Facebook owner fined for huge EU data breach

Ireland's data protection watchdog has fined the parent company of internet giants Facebook, Instagram, and WhatsApp 265 million euros ($275 million) for failing to stop hackers from gleaning the details of more than 500 million Facebook users.

The fine was the latest in a series of legal setbacks for Meta, including almost 1 billion euros in European Union fines since September 2021.

In the latest incident, Ireland's Data Protection Commission, or DPC, found the United States company had broken EU data protection rules by failing to stop the "scraping" of personal data from Facebook accounts during 2018 and 2019, which was then published on a hacking website.

The case was heard in Ireland, which is a member of the EU, because it is home to Meta's European headquarters.

Meta said in a statement it had made changes since the breach and that "protecting the privacy and security of people's data is fundamental to how our business works".

"That's why we have cooperated fully with the Irish Data Protection Commission on this important issue," the company said while insisting it is no longer possible to "scrape" information from Facebook accounts through the use of account holders' phone numbers.

Helen Dixon, Ireland's data protection commissioner, said Facebook had fallen victim to "data scraping" before the incidents in 2018 and 2019, but failed to protect users' information.

"Because this dataset was so large, because there had been previous instances of scraping on the platform, where the issues could have been identified in a more timely way, we ultimately imposed a significant sanction," she told the BBC.
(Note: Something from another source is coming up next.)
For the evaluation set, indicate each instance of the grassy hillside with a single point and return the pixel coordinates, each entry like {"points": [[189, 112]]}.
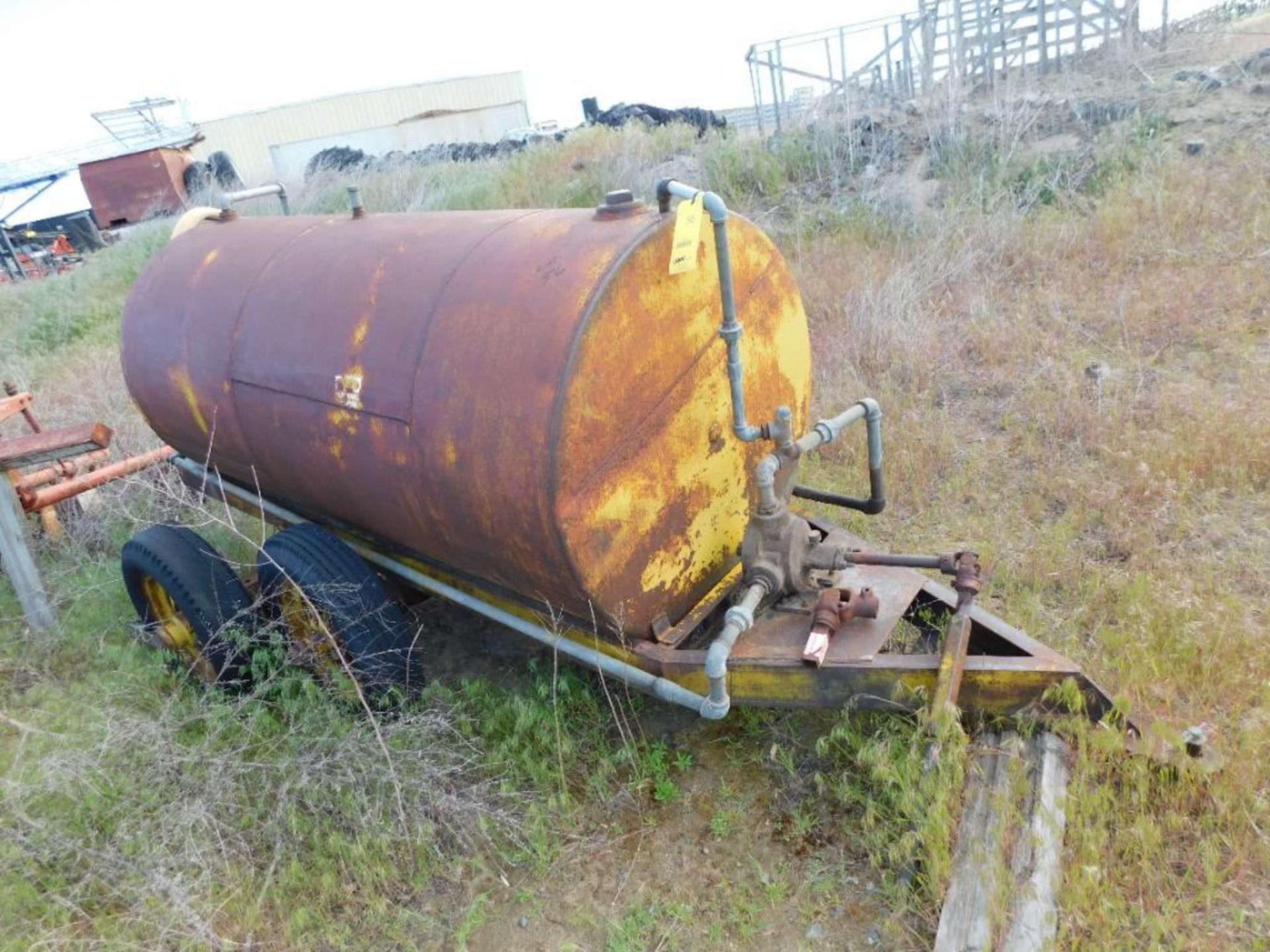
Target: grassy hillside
{"points": [[1072, 349]]}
The EU also officially reprimanded Meta over the incident, and ordered the company to ensure future compliance with its rules.

This week's fine follows a 405-million-euro penalty issued by the DPC in September, after it found teenagers had been able to set up Instagram accounts that publicly displayed their phone numbers and email addresses. In addition, in March Meta was fined 17 million euros for other breaches of the EU's General Data Protection Regulation, or GDPR.

Despite the fines, a legal expert told The Guardian newspaper problems may persist.

David Hackett, head of data protection in the Ireland office of law firm Addleshaw Goddard, said "by any measure, these are significant fines".

But he said such fines were initially aimed at serving "as a deterrent to other companies" that "might consider breaching the law".

He said companies now seem to factor them in to their operations.

"We are likely to see increased debate about whether … some companies simply see (such fines) as an added cost of doing business," he said.

Ireland is at the center of litigation between the EU and technology companies because, in addition to Meta, Apple, Google, and TikTok all have European headquarters there.